FrugalGPT and Decreasing LLM Working Prices | by Matthew Gunton | Mar, 2024


There are a number of methods to find out the price of operating a LLM (electrical energy use, compute value, and so on.), nonetheless, should you use a third-party LLM (a LLM-as-a-service) they sometimes cost you primarily based on the tokens you employ. Completely different distributors (OpenAI, Anthropic, Cohere, and so on.) have alternative ways of counting the tokens, however for the sake of simplicity, we’ll contemplate the associated fee to be primarily based on the variety of tokens processed by the LLM.

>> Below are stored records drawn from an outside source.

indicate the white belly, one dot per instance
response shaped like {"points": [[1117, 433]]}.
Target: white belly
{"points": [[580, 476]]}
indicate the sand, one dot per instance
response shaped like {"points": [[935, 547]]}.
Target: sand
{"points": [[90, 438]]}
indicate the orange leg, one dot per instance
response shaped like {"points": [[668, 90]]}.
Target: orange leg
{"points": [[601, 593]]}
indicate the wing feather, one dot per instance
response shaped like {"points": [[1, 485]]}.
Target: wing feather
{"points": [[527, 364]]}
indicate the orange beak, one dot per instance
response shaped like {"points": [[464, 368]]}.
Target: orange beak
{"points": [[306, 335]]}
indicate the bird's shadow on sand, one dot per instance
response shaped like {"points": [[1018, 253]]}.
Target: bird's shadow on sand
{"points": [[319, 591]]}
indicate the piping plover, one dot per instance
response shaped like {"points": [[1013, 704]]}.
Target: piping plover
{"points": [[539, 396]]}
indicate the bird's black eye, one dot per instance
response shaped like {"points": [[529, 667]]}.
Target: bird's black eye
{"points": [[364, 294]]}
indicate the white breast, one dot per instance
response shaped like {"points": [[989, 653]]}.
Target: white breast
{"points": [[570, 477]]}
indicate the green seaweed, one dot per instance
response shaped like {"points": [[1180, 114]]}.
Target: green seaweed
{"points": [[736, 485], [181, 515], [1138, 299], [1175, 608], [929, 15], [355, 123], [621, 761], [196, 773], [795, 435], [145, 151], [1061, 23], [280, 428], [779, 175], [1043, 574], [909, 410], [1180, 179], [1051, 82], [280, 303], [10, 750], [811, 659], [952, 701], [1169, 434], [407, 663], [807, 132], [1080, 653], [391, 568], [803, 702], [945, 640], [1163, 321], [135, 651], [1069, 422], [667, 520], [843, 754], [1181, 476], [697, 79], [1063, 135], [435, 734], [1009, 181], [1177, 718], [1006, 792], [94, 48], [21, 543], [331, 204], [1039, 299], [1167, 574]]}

Crucial a part of this framework is the concept completely different fashions value completely different quantities. The authors of the paper conveniently assembled the beneath desk highlighting the distinction in value, and the distinction between them is critical. For instance, AI21’s output tokens value an order of magnitude greater than GPT-4’s does on this desk!

Desk 1 from the paper

As part of value optimization we at all times want to determine a technique to optimize the reply high quality whereas minimizing the associated fee. Sometimes, larger value fashions are sometimes larger performing fashions, capable of give larger high quality solutions than decrease value ones. The overall relationship may be seen within the beneath graph, with Frugal GPT’s efficiency overlaid on prime in crimson.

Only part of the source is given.